Maciertewicz ujawnił nazwiska dziesiątków oficerów WSI pracujących ciągle za granicą. Pomówił innych o patologiczne związki ze służbami, czego, jakoś nie potrafił udowodnić.

Reklama

Inny spaliłby się ze wstydu. Ale Antoni Macierewicz bryluje. Nie on jest winny, ale spiskujące przeciw niemu media i obca agentura. O naszym wczorajszym tekście powiedział "popłuczyny i bubel".

Prawda jest taka, że bez specjalnej przesady to raport Antoniego Macierewicza o WSI można by nazwać popłuczynami i bublem. Popłuczynami, bo afery, które w nim opisał, w dużej części przed nim, opisali już dziennikarze. Bublem, bo umieścił w nim wielu niewinnych ludzi.

Ale mniejsza o Macierewicza, bo on się nie zmieni. W dodatku ustawił się bardzo wygodnej pozycji. Pisze raport o WSI, ale to nie on, a prezydent odpowiada za jego treść. Pomawia w nim ludzi o związki z WSI, ale to minister obrony narodowej Bogdan Klich będzie ich przepraszał, a odszkodowania zostaną wypłacone z naszych podatków.

Problem ma Lech Kaczyński, który powinien autoryzować swoim podpisem nowe dzieło ministra – aneks do raportu. Ewidentnie widać, że prezydent nie ma ochoty niczego ujawniać. Ociąga się z tym od pięciu miesięcy, co samo w sobie jest już recenzją dokonań Macierewicza.

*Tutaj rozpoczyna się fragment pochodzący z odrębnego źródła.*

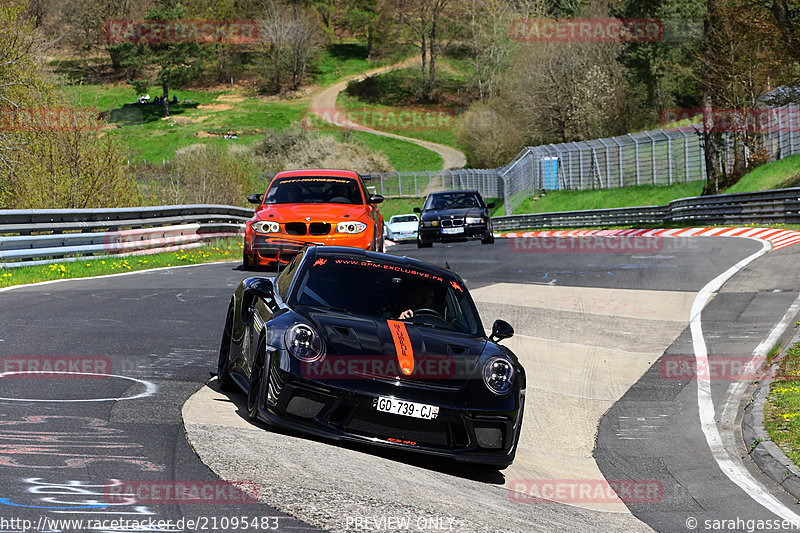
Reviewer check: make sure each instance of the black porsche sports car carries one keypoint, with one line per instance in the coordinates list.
(454, 216)
(357, 345)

Lech Kaczyński ma dylemat. Podpisać i wystawić się na powszechną krytykę? Czy nie podpisywać, i narazić się na to, że Macierewicz trzaśnie drzwiami, i nazwie głowę państwa obrońcą układu? Kto jest czyim zakładnikiem w tej rozgrywce? Prezydent staje przed trudnym wyborem i tylko on za niego odpowiada – sam zresztą tego chciał, bo to on zaproponował takie rozwiązanie prawne.

Jest jednak sprawa, za którą Antoni Macierewicz odpowiada osobiście, i tej odpowiedzialności nie uniknie. Swoimi działaniami kompromituje proces rozliczania się z tajnymi służbami PRL i III RP. Święcie wierzy w swoją rację, nie dostrzega błędów, które sprawiły, że stał się tych rozliczeń największym wrogiem. Po spektakularnych akcjach Macierewicza nikt już nie uwierzy w żaden układ. Stare służby mogą być mu za to wdzięczne.